ESSAYS AND CASE STUDIES

Underscoring the centrality of the body has profound effects on the study of religion. Whether religion is understood as an “eminently social thing,” a process of rationalization, “the quest for complex subjectivity,” or a paradoxical experience of something “wholly other” that is terrifying and extremely attractive at the same time, bodies remain vital in religious studies and whatever might be deemed “religious experience.” As the essays on this website will show, focusing on the body’s relationship to some of the central categories of religion (ritual studies, theology, literature, and art are a few examples) will demonstrate how important our existence as flesh is to the study, the practice, and the experience of religion. Philosopher Rene Descartes once remarked that we could not be separated from our bodies. As you peruse the website, you will see that scholars of religion have come to take this comment seriously.

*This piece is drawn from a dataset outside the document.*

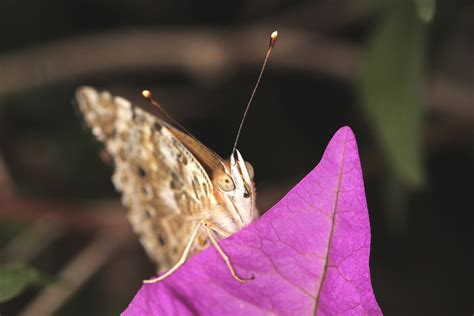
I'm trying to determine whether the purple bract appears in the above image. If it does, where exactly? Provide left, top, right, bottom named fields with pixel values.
left=123, top=126, right=382, bottom=316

Primarily meant to introduce undergraduate students to the various and diverse topics and approaches to the study of religion and embodiment, this website contains short introductory essays on various themes, ranging from “the body” and “recognition” to “ritual” and “material culture,” and we’ve included several case-studies that explore topics such as “literature” and “sexuality” in more depth. In addition, this website offers an extensive annotated bibliography, which includes sources pertinent to the study of religion and embodiment.